Drug Criteria & Outcomes: Formulary evaluation of direct thrombin inhibitors
Drug Criteria & Outcomes
Formulary evaluation of direct thrombin inhibitors
By Michelle Newman, PharmD*
Mechanism of action
Argatroban and lepirudin are direct thrombin inhibitors. Argatroban reversibly binds to the catalytic site of thrombin. It also is capable of inhibiting the action of both free and clot-association thrombin. Lepirudin binds irreversibly to both the catalytic and substrate-recognition sites of thrombin. Both argatroban and lepirudin lack any structural homology with heparin and do not cross-react with heparin. Danaparoid is a heparinoid that acts by antithrombin-mediated inhibition of Xa and IIa. It is associated with cross-reactivity with unfractionated heparin (UFH) for heparin-induced thrombocytopenia (HIT) antibodies.
Indications
Argatroban and lepirudin are indicated for treatment of thrombosis in patients with HIT. Argatroban also is approved for prophylaxis of thrombosis in this population. Danaparoid is indicated for prophylaxis of postoperative deep vein thrombosis (DVT) and in patients undergoing elective hip replacement surgery. It is not approved for patients with HIT, but has been used for this purpose.
Pharmacokinetics
The pharmacokinetics of argatroban, lipirudin, and danaparoid are summarized in Table 1.
Dosing
The recommended initial dose for argatroban is 2 mcg/kg/min, administered as a continuous infusion. aPTT should be monitored two hours after initiating therapy. Dosing adjustments may be required to attain the target aPTT: 1.5-3.0 times the initial baseline value (not to exceed 100 seconds). The dose of argatroban should not exceed 10 mcg/kg/min. Dosage adjustment is required in patients with hepatic impairment. For patients with moderate hepatic impairment, the initial dose should be 0.5 mcg/kg/min. The aPTT should be monitored closely, and the dosage should be adjusted as indicated. No dosage adjustment is necessary for renal impairment.
The recommended initial dose for lepirudin is a bolus of 0.4 mg/kg followed by 0.15 mg/kg/hr (up to 110 kg) infusion. The dose should be titrated to achieve an aPTT of 1.5-2.5 times the initial baseline. Monitoring of aPTT should be done four hours after start of lepirudin infusion and at least once daily thereafter. A dosage adjustment is recommended in patients with a serum creatinine greater than 1.5 mg/dL. No dosage adjustment is necessary for patients with hepatic impairment.
Danaparoid is administered subcutaneously or intravenously.

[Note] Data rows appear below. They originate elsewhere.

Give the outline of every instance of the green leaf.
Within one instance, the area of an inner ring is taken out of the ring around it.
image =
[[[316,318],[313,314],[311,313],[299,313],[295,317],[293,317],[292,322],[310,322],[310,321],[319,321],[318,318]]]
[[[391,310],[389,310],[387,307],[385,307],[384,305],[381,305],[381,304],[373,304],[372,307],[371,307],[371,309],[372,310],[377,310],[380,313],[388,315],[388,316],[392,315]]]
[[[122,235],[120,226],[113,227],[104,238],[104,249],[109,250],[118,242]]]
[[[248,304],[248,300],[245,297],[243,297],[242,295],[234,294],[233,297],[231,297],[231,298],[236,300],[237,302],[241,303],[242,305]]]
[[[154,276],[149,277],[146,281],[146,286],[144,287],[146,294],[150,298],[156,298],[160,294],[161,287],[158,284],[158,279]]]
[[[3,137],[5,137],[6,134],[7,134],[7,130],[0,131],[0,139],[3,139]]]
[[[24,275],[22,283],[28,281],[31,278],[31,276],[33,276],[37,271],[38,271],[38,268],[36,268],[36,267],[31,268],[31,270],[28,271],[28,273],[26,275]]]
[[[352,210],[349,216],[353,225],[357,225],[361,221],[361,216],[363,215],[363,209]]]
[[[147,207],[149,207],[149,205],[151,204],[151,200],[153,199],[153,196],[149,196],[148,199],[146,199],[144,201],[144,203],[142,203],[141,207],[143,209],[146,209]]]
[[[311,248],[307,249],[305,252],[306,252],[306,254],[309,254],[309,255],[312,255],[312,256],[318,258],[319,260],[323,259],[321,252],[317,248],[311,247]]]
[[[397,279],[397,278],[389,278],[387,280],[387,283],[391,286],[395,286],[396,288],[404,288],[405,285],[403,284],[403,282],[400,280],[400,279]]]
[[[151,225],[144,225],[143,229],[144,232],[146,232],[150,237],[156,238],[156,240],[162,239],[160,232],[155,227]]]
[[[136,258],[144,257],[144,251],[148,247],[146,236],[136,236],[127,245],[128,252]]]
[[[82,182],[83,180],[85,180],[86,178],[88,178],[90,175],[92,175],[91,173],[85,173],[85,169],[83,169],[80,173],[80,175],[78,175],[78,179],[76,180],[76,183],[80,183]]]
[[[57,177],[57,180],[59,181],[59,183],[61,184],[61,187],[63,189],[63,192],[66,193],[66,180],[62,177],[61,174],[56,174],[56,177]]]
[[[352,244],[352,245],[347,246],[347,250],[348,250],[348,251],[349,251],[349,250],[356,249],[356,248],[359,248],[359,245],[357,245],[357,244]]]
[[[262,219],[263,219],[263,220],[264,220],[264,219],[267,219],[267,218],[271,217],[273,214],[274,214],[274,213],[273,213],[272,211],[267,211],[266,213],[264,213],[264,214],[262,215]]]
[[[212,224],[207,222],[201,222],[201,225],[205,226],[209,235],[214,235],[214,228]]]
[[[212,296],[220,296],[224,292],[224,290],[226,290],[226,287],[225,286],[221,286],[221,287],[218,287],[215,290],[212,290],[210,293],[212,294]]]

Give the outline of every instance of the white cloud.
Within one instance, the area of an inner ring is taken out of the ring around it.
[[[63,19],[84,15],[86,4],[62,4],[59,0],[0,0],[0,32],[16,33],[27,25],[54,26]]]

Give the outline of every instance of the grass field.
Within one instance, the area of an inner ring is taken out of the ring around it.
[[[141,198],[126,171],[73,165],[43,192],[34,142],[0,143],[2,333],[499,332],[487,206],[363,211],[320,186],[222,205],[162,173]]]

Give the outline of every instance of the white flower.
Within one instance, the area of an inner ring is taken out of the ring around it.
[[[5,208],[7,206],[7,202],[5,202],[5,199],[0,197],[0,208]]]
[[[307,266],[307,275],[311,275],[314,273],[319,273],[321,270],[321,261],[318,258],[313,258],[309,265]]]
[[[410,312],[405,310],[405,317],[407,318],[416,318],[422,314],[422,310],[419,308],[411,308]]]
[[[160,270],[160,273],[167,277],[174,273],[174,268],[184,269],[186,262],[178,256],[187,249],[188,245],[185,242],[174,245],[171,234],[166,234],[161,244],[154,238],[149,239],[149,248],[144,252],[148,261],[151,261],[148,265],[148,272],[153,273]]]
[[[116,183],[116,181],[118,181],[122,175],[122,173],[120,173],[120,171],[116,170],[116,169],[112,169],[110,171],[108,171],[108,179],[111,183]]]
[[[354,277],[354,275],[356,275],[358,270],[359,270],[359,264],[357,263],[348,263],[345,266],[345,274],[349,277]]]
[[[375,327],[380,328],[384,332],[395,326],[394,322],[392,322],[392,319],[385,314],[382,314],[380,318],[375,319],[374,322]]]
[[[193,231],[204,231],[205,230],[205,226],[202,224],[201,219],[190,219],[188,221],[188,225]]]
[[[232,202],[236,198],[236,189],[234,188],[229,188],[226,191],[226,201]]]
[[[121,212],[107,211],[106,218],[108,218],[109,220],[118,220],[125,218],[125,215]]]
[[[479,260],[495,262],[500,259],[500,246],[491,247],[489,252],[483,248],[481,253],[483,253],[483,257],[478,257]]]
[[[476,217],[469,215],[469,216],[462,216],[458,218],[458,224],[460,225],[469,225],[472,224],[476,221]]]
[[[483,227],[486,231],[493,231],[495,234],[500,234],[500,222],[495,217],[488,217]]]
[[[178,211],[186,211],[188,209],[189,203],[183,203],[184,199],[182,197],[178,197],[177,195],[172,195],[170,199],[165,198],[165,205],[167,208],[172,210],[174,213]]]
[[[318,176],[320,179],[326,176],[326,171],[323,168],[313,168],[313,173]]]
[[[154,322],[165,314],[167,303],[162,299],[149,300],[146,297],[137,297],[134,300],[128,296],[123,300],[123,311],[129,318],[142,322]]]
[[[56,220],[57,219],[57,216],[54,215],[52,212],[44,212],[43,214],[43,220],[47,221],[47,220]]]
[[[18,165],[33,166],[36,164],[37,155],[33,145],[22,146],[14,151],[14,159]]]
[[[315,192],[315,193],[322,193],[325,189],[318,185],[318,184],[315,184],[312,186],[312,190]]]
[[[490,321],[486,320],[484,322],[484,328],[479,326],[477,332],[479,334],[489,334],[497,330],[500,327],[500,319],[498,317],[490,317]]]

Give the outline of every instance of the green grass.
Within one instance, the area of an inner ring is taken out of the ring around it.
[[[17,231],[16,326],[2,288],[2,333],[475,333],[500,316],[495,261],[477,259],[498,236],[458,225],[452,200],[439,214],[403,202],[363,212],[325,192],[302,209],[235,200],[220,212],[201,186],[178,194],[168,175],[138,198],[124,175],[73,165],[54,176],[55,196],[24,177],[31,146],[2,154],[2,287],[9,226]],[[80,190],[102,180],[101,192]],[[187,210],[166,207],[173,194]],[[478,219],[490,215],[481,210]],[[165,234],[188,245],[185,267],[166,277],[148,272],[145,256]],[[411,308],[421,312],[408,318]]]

Therapeutic doses of danaparoid reported in the literature vary, generally ranging from 2,000 units to 4,500 units per 24 hours, usually divided into two or three daily doses. Specific recommendations for dosage reduction have not been established for danaparoid, but caution is recommended by the manufacturer for patients with serum creatinine of 2 mg/dL or greater. At present, modest dosage reductions should be considered in those patients with a creatinine clearance of less than 20. Antifactor Xa levels should be monitored in patients with renal failure and in patients who weigh less than 60 kg or greater than 90 kg who are taking danaparoid. Because Antifactor Xa levels may take several days to obtain, they may not be practical for use in short-term therapy.
Contraindications
Argatroban is contraindicated in patients with overt major bleeds or in patients hypersensitive to the product or its components. Lepirudin is contraindicated in patients who are hypersensitive to hirudins. Danaparoid is contraindicated in severe hemorrhagic diathesis (e.g., hemophilia, idiopathic thrombocytopenic purpura); active major bleeding state, including hemorrhagic stroke in the acute phase; and hypersensitivity to danaparoid or pork products.
Warnings/precautions
Warnings and precautions are similar with the three drugs. The warnings for argatroban include hemorrhage that can occur at any site in the body and the discontinuation of all parenteral anticoagulants before administration of argatroban. Precautions include administering argatroban to patients with hepatic disease and concomitant use with warfarin, which may result in a prolonged international normalizing ratio (INR).
Lepirudin’s warnings include carefully assessing the risk of administration vs. its anticipated benefit in patients with an increased risk of bleeding, and use in patients with renal function impairment. Roughly 40% of patients develop antihirudin antibodies that may lead to an increase in anticoagulant effects. Hepatic injury (cirrhosis) also may lead to an increase in anticoagulant effects. Like argatroban, when used concomitantly with warfarin, lepirudin results in a prolonged INR.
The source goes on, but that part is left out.